Remisujemy w Morągu i odsyłamy Huragan do okręgówki

Po pierwszej połowie meczu z Huraganem Morąg zanosiło się na kompromitującą porażkę, w drugiej części mieliśmy szanse, by rozstrzygnąć mecz na swoją korzyść, a ostatecznie padł remis 3:3, który był gwoździem do trumny gospodarzy.

Huragan miał teoretyczne szanse na przedłużenie walki o utrzymanie w forBet IV lidze i piłkarze z Morąga faktycznie wyszli na mecz nastawieni na walkę oraz zdobywanie bramek. Pierwszą okazję do strzelenia gola mieli po naszym błędzie w wyprowadzeniu piłki już w 3. min, ale uderzenie zawodnika Huraganu poszybowało nad poprzeczką. Morążanie otworzyli wynik jednak już kilka minut później po rzucie wolnym, gdy najlepiej w polu karnym zachował się Aleksy Fabisiak.

Ich napór trwał i Dominik Kąkolewski miał pełne ręce roboty. Po raz drugi nasz bramkarz skapitulował w 30. min, gdy miejscowi przedarli się w pole karne środkiem boiska.

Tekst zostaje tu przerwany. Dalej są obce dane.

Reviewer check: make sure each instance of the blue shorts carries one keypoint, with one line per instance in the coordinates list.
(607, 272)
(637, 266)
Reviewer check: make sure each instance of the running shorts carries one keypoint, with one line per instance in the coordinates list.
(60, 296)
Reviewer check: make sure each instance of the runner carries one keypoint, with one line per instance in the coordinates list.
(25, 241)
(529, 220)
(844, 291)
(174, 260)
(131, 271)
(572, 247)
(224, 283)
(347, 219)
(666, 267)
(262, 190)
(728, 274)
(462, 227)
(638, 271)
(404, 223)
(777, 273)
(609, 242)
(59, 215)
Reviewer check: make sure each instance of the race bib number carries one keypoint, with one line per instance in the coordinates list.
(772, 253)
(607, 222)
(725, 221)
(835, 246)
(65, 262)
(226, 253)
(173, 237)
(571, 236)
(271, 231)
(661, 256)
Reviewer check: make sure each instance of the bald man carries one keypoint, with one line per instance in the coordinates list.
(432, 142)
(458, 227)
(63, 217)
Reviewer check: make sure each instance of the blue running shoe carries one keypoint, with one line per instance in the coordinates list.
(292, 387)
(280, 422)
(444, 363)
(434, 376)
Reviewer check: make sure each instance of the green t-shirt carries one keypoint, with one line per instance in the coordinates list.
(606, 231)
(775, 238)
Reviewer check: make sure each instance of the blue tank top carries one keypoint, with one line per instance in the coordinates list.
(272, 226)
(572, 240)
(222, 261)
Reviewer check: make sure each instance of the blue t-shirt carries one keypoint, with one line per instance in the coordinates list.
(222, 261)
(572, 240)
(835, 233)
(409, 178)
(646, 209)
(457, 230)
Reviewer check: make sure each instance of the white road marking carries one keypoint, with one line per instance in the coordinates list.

Wynik utrzymał się do przerwy i po bardzo słabej połowie w wykonaniu naszego zespołu trener Przemysław Kołłątaj musiał użyć w szatni naprawdę mocnych słów. Pierwszą część gry nazwał wprost kompromitacją.

Na efekty i zmianę stylu gry nie trzeba było długo czekać. Wyszliśmy ustawieni wyżej niż w pierwszej połówce i szybko zmusiliśmy gospodarzy do błędów. Inna sprawa, że już pierwszą wypracowaną akcję bramkową wykorzystał Maks Skyba, pokonując bramkarza na raty w sytuacji sam na sam. Nasza przewaga rosła z każdą minutą, a po nieco ponad godzinie gry już prowadziliśmy. Najpierw Arkadiusz Kucharski pięknie przymierzył z ok. 30 metrów, a po chwili dołożył asystę, zagrywając przed bramkę do Roberta Tunkiewicza, który z łatwością zdobył trzecią bramkę dla naszego zespołu.

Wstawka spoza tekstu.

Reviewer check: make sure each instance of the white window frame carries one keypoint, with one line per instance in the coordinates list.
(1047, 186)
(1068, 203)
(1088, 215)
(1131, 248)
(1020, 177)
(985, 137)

Mogliśmy pokusić się o kolejne gole, które dałyby nam komfort w ostatnich minutach, ale w innych okazjach bramkowych zabrakło lepszych decyzji lub precyzyjnego wykończenia. Kolejne strzały Robert i Maksa mijały bramkę, a gdy solową akcję zakończoną płaskim dośrodkowaniem przeprowadził Dawid Pietkiewicz żaden z jego kolegów nie zdołał „przeciąć” zagrania.

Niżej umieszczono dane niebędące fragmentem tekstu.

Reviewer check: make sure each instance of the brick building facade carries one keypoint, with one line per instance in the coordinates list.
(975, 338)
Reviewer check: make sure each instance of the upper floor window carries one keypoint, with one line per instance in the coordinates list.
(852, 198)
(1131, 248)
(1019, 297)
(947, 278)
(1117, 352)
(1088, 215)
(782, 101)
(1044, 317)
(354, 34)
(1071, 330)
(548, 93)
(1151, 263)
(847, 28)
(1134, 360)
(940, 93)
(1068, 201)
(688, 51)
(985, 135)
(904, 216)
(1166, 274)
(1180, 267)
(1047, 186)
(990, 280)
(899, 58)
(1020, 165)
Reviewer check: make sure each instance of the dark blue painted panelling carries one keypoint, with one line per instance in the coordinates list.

Wynik końcowy ostatecznie ustalili gospodarze, doprowadzając do remisu 3:3 z rzutu karnego po faulu Arka Kucharskiego, który rozpędzony wpadł w rywala na linii szesnastki. Podział punktów ostatecznie przesadził o spadku Huraganu do klasy okręgowej.

 

Huragan Morąg – Znicz Biała Piska 3:3 (2:0)

1:0 – Fabisiak (10), 2:0 – Koć (30), 1:2 – Skyba (48), 2:2 – Kucharski (65), 2:3 – Tunkiewicz (67), 3:3 – Zaleski (83)

ZNICZ: Kąkolewski – Makar, Ponurko, Zozulia, Sylwisty, Kucharski, Ryszkiewicz, Krzyś, Skyba, Tunkiewicz, Giełażyn (29 Pietkiewicz)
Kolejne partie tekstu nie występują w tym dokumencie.